Alcohol use Disorder Identification Test (Audit) Based Profile of Alcohol Addicted Patients in aCommunity Based De Addiction Camp of Mysore
Introduction: Alcohol is the commonest substance abused by the human beings. The consumption of alcohol has been growing rapidly over the last two decades and alcoholic beverages are a standard lubricant at social gathering and those who refuse to consume run the risk of being social outcasts. Deaddiction and rehabilitation of alcoholics is a very crucial step to mainstream such demarginalised members of the society. The family and community at large play a very important role in reintegrating those with alcohol abuse. The community based camps provides easy access for those addicted to overcome their illness in a reassuring environment. With this background, the present study was conducted with the objective to assess the Audit profile of the study participants in a community based deaddiction camp.
Methodology: A cross sectional survey was conducted at Suttur rural field practice area of JSS Medical College among the participants of a deaddiction camp organized by Alcoholics Anonymous and JSS Mahavidyapeetha in November 2014. All the participants were surveyed using AUDIT form for knowing the level of addiction and a pre tested questionnaire was used for collecting socio demographic information along with social factors influencing the alcohol use.
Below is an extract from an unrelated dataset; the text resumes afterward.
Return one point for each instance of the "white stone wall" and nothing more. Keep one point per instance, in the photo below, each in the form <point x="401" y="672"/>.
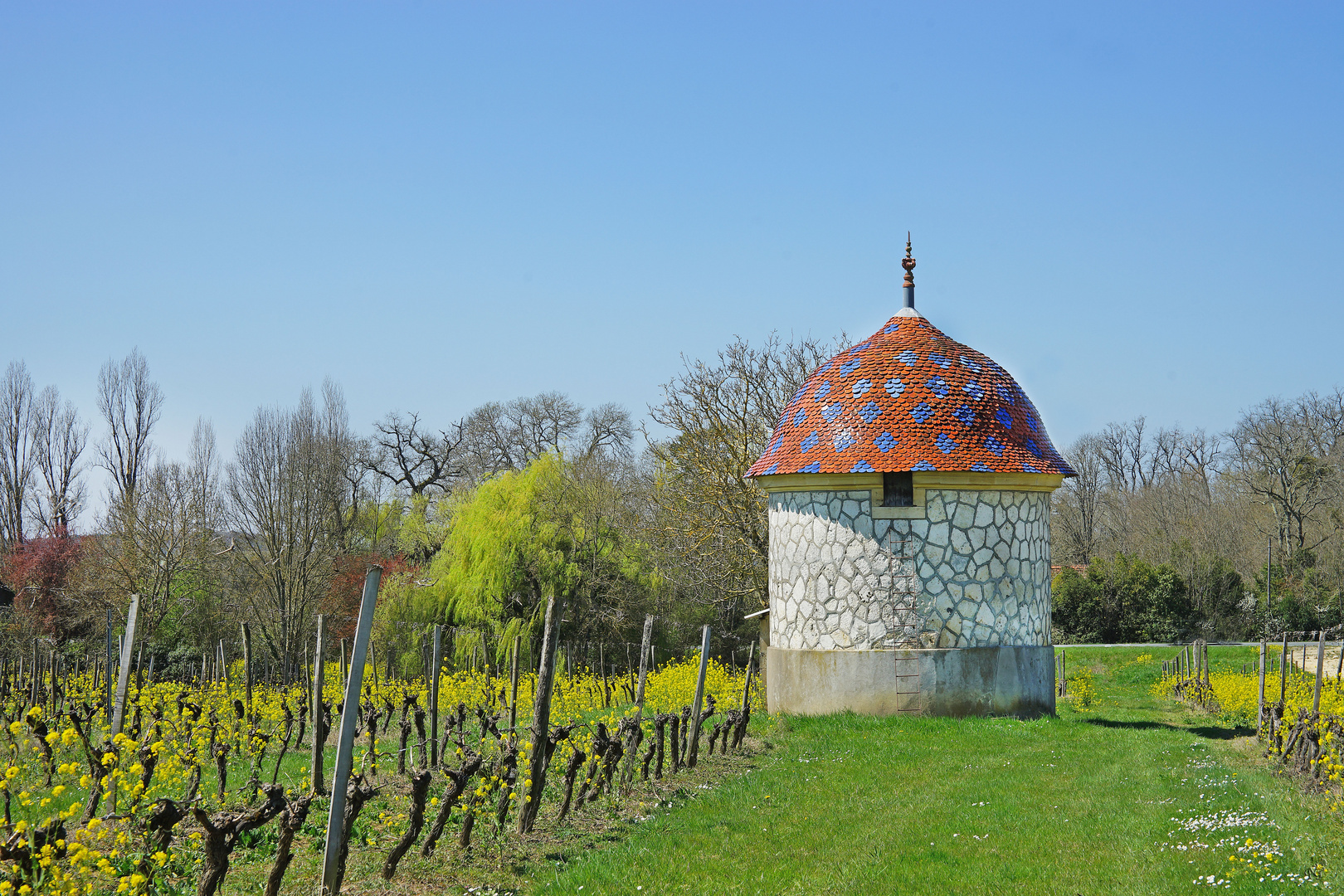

Results: Majority, 76.4% have consumed alcohol more than 4 times a week and 23.6% have consumed alcohol 2 to 3 times per week. 96.4% of the study participants were alcohol dependents, 3.6% were in the zone of hazardous drinking and none were in the harmless AUDIT score zone. Majority of the participants, 43.6% were either injured or have injured someone else as a result of drinking.
Conclusion: Most of the participants were alcohol dependents who will require specialist care and treatment in de addiction centers. Social Case Work, Social Group Work including Group therapy and family therapy could be initiated for the dependents. Introduction to the self support systems at home and in the community for the participants and the family members will help in reducing the alcohol dependency. Peer education and counseling will help the participants in adopting a healthy life styles and behaviours.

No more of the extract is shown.